OCR-D / zenhub

Repo for developing zenhub integration
Apache License 2.0
0 stars 0 forks source link

Projects Tab: provide dependency information (backend) #102

Closed krvoigt closed 2 years ago

krvoigt commented 2 years ago

Current situation We already have an idea about how (and which) dependencies should be displayed in the kwalitee dashboard (see mock ups). We need to clarify the concept and understand where we can get the information we need to provide it from back end side.

List of information about dependencies that should be provided:

Use-Case: Example of a common error that prevents a release (for better understanding): Different projects have conflicting dependencies, this only becomes apparent at runtime. With a visualization of differing versions in the requirements.txt as well as the actual installed version in the ocrd_all venv, such problems can be identified and fixed. Example: Project A needs tensorflow 1.0.*, project B needs tensorflow 2, tensorflow 2 is installed, project A fails at runtime - I would like to identify this error beforehand.

How it should be we need a concept about the dependency part of the projects tab and a back end that provides the information we want to display.

A possible data structure for this could be:

"dependencies": [
    { "dependency name": "version"},
    { "dependency name": "version"}
],
"dependency-conflicts": [
   {"dependency-name": "project this conflicts with"}
]

In case we're only interested in the conflicts, the full dependency information can be tossed.

Steps

Prior Art What has already been done in this regard.

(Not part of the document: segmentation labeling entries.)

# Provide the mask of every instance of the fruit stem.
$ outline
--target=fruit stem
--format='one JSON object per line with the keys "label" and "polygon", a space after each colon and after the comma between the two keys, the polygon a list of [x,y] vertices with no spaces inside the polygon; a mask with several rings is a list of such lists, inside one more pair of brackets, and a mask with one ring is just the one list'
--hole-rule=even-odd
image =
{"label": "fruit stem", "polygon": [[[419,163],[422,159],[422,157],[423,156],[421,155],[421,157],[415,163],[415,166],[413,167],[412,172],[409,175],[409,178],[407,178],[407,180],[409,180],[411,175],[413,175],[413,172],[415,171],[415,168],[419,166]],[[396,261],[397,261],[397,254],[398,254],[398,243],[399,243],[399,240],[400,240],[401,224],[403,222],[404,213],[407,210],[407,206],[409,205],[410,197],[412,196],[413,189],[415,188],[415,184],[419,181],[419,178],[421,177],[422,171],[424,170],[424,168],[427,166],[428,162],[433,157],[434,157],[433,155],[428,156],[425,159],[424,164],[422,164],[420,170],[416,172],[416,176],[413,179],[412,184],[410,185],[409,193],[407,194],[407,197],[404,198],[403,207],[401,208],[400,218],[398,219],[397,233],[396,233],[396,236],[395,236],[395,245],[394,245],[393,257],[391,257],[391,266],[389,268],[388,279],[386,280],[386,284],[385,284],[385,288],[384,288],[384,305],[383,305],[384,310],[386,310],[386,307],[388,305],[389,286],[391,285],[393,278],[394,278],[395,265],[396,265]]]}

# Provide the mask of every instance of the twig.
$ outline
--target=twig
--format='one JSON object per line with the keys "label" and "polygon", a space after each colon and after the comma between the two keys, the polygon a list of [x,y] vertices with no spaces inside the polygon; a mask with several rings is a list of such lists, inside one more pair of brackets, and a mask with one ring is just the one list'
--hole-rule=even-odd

mweidling commented 2 years ago

Concept

Pt. 1: Preparation

In order to retrieve the information which dependencies conflict with each other, some preparatory steps come in handy. For this we can create an auxiliary file, deps.json that holds information about the dependencies of each ocrd_all submodule. This file follows a simple structure:

[
  { "submodule_name":
    [
      { "dependency1_name": "version"},
      { "dependency2_name": "version"}
    ]
  }
]

To obtain this information, we iterate once over all submodules, create a venv and retrieve the dependencies installed afterwards via pip freeze -l. Dependencies that occur in core are omitted in this case, because core is the basis for all Python based projects and , hopefully, commonly shared. I expect no dependency conflicts here.

The remaining dependencies are then stored in the JSON structure above and can be used for the actual conflict detection.

Open questions

Answers (2022-07-06)

Pt. 2: Detecting the conflicts

This is the tricky part of the whole process. Detecting the conflicts could be handled by the Repo class where the information is provided as an attribute (see above) and stored along with the other info in the repos.json.

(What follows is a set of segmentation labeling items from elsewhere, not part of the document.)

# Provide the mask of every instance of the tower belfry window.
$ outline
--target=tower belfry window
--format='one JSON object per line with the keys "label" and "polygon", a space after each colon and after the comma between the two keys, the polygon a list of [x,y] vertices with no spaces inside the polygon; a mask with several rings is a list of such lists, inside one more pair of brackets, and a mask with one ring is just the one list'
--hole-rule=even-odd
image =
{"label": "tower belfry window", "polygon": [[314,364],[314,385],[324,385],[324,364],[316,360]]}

Since we have no base project to compare each project against, each project has to be compared with all the other projects. As dependency conflicts are mutual, we can save some time here by implementing this comparison smartly. Furthermore, this step should only be performed if dependencies have changed (see below) to save time and resources.

Most software projects use SemVer nowadays, so we compare if a project has the same package listed in its dependencies but in a different major version. If e.g. project A uses a package B in version 1.0.0 and project C uses package B in version 2.0.0, there will probably a conflict as the change in the major version hints at a breaking change.

However, this approach might be error prone because it depends on third-party software following SemVer correctly.

Open questions

Answers (2022-07-06)

Pt. 3: Check for conflicts regularly

The deps.json file has to be updated only if dependencies in one of the submodules change. This can be detected during the update of the submodules which takes place during the course of an ocrd_all update: Whenever a requirements.txt or setup.py has been altered, the dependency check should be performed again. Only the parts of the deps.json that give information about the changed project have to be updated. After having performed this step, the repos.json has to be updated as well for the affected project.

Open questions

Answers (2022-07-06)

mweidling commented 2 years ago

I already started implementing along with my thinking about the concept here.

mweidling commented 2 years ago

@krvoigt As soon as https://github.com/OCR-D/kwalitee-dashboard-back-end/issues/14 is merged, this is done from my point of view. The only thing left to implement is the updating mechanism.